Should an ACC team make the College Football Playoff in a year when the “Chick-fil-A Peach Bowl,” as it will again be called, is a host, they would most likely end up in Atlanta–a consolation to losing the bowl tie-in. For most ACC fans, this would make for a much easier trip than New Orleans, Glendale, Los Angeles, Dallas, or Miami, the other rotating playoff sites. It seems plausible that SEC and ACC teams will generally be given preference by the selection committee in other years as well.
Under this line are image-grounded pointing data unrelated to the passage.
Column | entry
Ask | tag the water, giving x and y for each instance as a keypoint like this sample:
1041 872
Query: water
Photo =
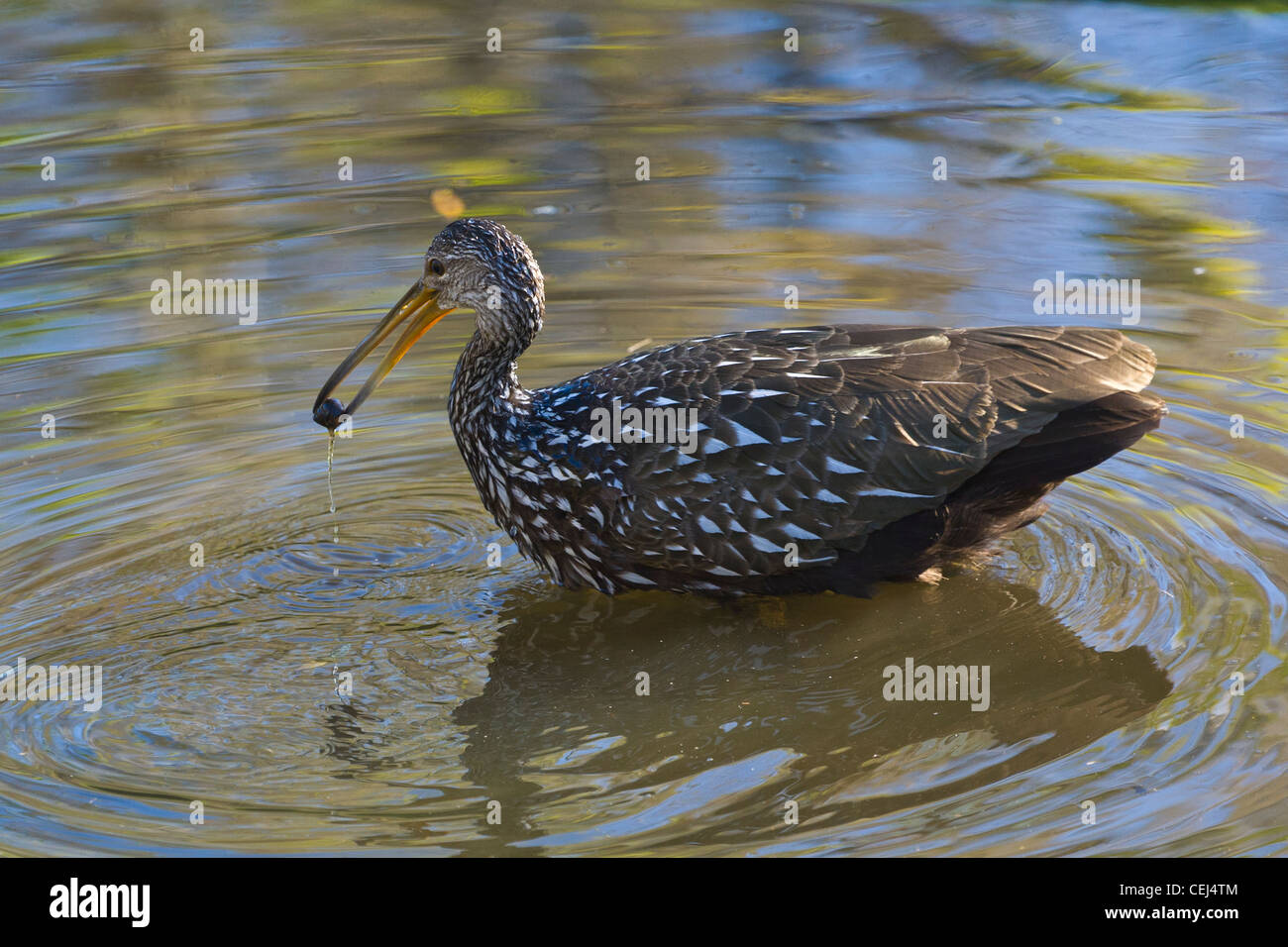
370 682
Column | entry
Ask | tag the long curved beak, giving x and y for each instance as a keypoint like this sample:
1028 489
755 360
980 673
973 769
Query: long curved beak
420 312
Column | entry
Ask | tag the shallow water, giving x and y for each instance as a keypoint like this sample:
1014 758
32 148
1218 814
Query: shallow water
227 684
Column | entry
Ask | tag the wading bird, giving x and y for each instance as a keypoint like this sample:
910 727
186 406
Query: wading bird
824 458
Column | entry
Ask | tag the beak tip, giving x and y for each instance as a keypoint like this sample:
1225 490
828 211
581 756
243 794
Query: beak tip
329 412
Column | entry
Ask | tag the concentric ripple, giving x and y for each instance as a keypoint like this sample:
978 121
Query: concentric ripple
278 680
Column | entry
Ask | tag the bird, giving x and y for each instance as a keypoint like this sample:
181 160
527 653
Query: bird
767 462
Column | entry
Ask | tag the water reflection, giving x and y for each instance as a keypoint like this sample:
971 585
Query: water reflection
768 170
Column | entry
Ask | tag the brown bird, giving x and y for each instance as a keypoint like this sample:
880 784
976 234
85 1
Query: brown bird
824 458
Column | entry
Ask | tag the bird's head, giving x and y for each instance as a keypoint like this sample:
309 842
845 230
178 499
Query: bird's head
475 263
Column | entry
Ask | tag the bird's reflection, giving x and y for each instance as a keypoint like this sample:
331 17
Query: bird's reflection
799 674
797 681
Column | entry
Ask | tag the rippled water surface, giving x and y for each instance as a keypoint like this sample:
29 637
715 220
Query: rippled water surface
224 684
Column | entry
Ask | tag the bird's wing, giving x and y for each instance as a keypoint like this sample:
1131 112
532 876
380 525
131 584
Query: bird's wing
807 440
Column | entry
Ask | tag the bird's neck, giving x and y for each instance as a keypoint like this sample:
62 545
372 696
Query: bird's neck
485 385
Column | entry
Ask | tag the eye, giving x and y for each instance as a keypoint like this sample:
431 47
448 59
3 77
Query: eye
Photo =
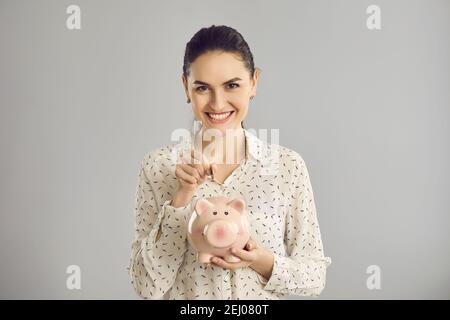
233 85
201 88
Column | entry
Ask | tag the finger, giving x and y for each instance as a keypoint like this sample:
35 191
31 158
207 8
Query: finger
243 254
191 171
180 173
227 265
197 162
251 245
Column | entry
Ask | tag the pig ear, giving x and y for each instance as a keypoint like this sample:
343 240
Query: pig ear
202 206
237 204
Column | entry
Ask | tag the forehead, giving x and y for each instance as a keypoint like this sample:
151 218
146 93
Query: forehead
215 67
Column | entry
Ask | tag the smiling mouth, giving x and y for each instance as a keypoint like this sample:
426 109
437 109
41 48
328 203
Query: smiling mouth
219 117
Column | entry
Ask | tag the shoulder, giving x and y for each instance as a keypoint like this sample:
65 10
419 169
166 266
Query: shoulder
159 161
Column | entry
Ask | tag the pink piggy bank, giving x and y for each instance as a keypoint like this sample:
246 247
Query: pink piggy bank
216 225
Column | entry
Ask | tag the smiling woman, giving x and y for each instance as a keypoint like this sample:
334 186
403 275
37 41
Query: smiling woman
219 77
284 255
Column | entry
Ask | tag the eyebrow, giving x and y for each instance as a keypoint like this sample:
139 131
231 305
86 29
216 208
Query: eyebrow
226 82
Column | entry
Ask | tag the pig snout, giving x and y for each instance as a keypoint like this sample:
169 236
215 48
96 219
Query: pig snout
221 233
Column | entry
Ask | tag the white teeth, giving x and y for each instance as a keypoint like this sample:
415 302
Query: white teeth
220 116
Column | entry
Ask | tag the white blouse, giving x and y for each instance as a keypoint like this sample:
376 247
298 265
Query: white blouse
274 182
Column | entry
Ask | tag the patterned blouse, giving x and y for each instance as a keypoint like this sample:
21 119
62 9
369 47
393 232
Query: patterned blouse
274 182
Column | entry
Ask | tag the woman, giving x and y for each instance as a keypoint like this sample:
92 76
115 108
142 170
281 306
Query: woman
285 254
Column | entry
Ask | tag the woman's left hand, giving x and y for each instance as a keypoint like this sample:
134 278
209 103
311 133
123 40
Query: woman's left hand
254 256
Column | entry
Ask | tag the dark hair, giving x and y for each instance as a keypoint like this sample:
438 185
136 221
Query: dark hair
220 38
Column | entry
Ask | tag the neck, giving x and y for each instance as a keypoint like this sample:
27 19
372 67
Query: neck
226 148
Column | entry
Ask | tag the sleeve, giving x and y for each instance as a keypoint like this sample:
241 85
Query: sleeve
303 271
154 263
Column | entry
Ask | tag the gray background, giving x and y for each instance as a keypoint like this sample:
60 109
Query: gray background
367 110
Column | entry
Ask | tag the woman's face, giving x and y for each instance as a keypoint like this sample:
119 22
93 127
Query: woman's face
219 87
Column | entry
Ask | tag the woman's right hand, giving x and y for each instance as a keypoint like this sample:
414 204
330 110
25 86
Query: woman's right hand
191 171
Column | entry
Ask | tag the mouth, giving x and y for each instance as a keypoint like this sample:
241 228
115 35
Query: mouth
219 117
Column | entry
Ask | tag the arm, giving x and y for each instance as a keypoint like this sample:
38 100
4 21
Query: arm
155 262
303 271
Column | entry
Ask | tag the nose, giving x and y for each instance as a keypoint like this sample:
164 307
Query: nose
218 101
221 233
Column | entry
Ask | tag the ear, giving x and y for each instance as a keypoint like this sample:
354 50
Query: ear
185 85
254 82
202 206
237 204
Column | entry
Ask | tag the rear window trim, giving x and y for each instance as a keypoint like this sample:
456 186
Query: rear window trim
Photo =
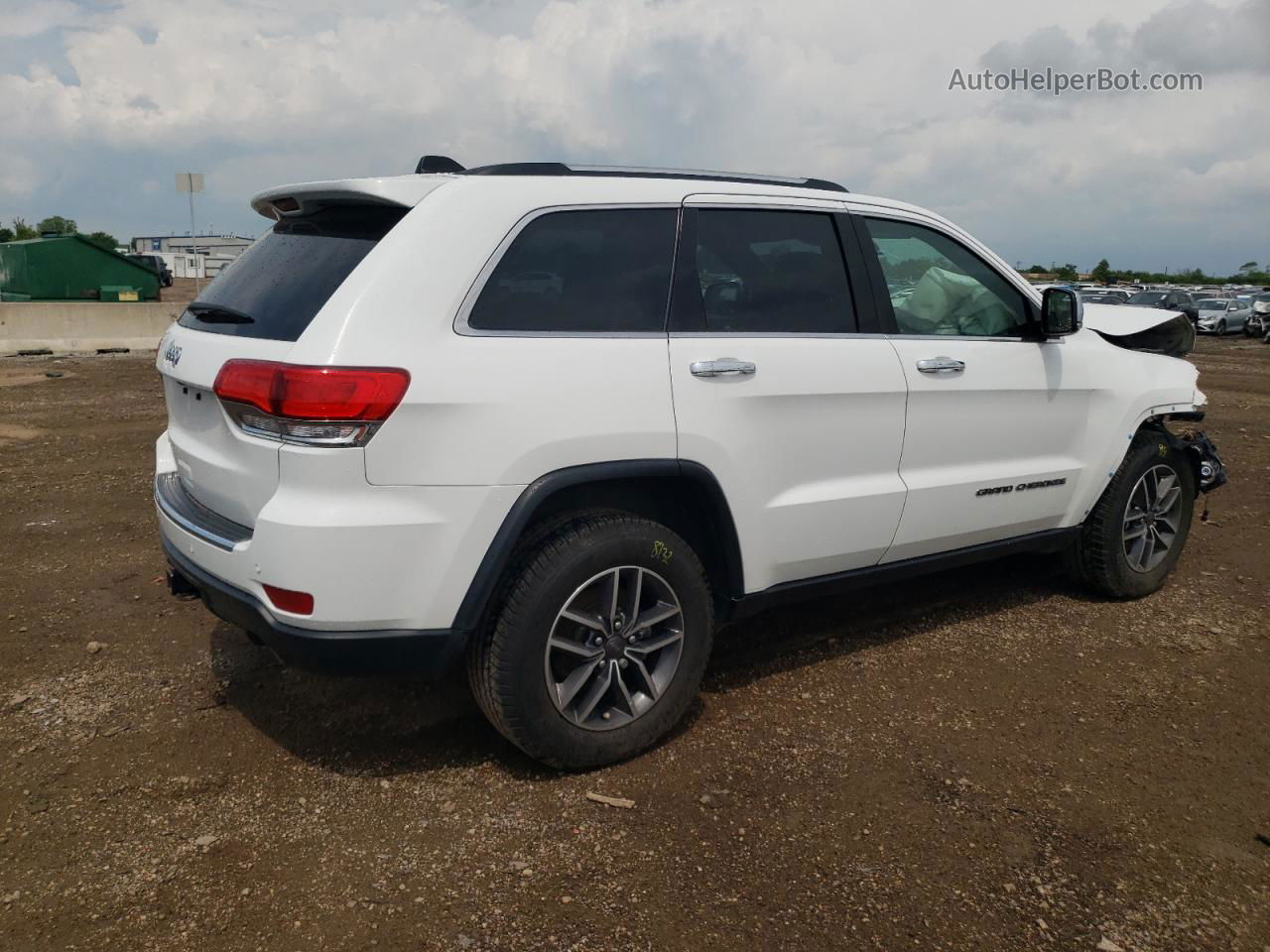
463 329
293 330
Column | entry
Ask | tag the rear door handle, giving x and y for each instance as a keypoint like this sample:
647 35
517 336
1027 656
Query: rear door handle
940 365
720 367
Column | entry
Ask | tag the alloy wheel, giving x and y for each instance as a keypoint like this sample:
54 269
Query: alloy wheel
1151 518
613 648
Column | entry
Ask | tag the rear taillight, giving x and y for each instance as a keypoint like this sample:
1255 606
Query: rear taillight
336 407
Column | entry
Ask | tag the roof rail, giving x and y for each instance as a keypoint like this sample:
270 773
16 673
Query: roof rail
642 173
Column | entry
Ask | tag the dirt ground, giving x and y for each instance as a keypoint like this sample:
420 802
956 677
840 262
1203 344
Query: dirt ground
988 760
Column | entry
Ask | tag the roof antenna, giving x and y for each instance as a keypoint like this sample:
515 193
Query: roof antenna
431 164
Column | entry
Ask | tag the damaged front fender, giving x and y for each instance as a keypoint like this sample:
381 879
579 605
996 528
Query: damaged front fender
1202 452
1148 329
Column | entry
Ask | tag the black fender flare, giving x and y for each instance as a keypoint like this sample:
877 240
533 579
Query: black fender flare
534 497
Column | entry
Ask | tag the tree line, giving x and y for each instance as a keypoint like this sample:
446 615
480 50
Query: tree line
54 225
1248 273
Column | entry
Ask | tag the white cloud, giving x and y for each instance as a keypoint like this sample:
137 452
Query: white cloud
255 91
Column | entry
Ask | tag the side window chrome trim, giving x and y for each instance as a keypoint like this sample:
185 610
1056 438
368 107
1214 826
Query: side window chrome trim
477 286
724 199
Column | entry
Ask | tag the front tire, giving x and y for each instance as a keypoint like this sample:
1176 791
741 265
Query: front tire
599 647
1134 535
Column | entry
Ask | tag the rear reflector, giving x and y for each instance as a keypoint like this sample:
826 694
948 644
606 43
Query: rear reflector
289 601
314 405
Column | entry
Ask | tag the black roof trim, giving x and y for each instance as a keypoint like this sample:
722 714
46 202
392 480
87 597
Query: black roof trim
622 173
432 164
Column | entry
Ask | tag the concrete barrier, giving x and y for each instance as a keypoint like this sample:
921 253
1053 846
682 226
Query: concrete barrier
71 326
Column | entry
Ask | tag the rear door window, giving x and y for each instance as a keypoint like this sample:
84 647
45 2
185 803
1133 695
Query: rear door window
766 272
603 271
275 289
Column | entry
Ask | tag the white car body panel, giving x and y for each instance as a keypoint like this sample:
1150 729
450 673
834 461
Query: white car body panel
807 449
834 456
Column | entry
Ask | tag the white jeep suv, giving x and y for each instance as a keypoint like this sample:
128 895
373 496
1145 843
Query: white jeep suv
567 420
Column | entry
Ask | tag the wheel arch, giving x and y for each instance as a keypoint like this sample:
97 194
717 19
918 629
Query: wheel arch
681 494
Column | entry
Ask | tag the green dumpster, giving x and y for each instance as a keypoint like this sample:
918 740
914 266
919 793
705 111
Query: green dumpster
71 268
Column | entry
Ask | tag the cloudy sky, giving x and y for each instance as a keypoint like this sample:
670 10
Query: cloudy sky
102 100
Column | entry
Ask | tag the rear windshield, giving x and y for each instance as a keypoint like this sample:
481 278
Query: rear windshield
275 289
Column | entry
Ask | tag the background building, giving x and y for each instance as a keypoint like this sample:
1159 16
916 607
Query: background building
214 245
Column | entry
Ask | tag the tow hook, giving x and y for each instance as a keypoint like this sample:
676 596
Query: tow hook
180 585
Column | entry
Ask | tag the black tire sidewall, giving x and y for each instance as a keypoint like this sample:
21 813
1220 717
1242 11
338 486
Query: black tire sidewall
554 580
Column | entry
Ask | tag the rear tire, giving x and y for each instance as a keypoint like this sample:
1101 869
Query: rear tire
575 684
1134 535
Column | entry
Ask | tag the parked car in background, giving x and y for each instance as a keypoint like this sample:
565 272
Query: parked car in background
157 264
1100 298
1220 316
1259 315
1166 299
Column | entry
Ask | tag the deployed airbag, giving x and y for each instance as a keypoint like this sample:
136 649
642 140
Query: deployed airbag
947 302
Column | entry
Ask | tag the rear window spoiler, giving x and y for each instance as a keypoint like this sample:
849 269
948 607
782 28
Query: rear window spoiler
309 197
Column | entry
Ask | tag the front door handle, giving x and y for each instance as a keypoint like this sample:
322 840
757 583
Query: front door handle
720 367
940 365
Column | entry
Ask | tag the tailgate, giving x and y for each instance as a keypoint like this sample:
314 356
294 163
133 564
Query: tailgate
226 470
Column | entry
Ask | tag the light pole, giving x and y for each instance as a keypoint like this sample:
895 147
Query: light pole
191 181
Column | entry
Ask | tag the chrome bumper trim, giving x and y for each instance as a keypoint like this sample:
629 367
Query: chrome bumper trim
195 518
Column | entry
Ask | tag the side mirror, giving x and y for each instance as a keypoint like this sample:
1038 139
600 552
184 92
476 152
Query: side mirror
1061 312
With 15 teams sharing the bowl lineup, the ACC is looking to get to nine or even 10 bowl tie-ins. As I wrote back in December (of 2012), the New Era Pinstripe Bowl played in Yankee Stadium would be an appropriate fit. It now appears that the bowl will be added to the lineup. It would feature an ACC v. Big 10 matchup, something the bowl season currently lacks.  

More importantly, it looks like the ACC will get the Gator Bowl back. A tip of the cap to Notre Dame for that addition. As I wrote back in December:

Part of the reason they [the Gator Bowl] abandoned their affiliation with the Big East was due to restrictions on how often they could select Notre Dame. Such restrictions don’t apply in the ACC’s agreement and matchups like Northwestern v. Mississippi State aren’t impressing anyone.

In years that the Big 10 sends a team to the Orange Bowl, which figures to be at least half the time, the ACC will take their spot in the Capital One Bowl, the highest paying non-BCS bowl in the current system. Agreements with the Gator, Capital One, and Pinstripe bowls are not yet finalized.

Additionally, it looks like the ACC will hang on to the Russell Athletic (Formerly Champ Sports), Music City, and Belk bowls, with the Belk working on upgrading the ACC’s opponent to an SEC foe. Assuming an Atlantic Coast Conference team isn’t in the four-team-playoff and the Big 10 sends a member to the Orange Bowl the ACC bowl lineup would look something like this, give or take:

Orange: ACC Champion (vs. Big 10 or Notre Dame)
Capital One: ACC #2 (If Orange Bowl Invites Big 10 member)
Russell Athletic: ACC #3
Gator: ACC #4*
Sun Bowl: ACC #4* (or ACC Championship Game runner-up)
Belk: ACC #4*
Music City: ACC #4*
Pinstripe: ACC ##4* (indicated they will favor local schools)
Independence: ACC #9
Military: ACC #10

Update: Recent articles are indicating that the Gator, Sun, Belk, Music City, and Pinstripe would share a selection slot, I would imagine on a rotating basis.

That’s not too shabby. They’ve wisely structured it so either Notre Dame plays in the Orange Bowl and the Capital One is taken by the Big 10 or Notre Dame shares in the ACC Bowl line-up and the Capital One goes to an ACC member while the Orange Bowl pits a Big 10 team against the ACC Champion (the second ACC vs. Big 10 matchup of the bowl season).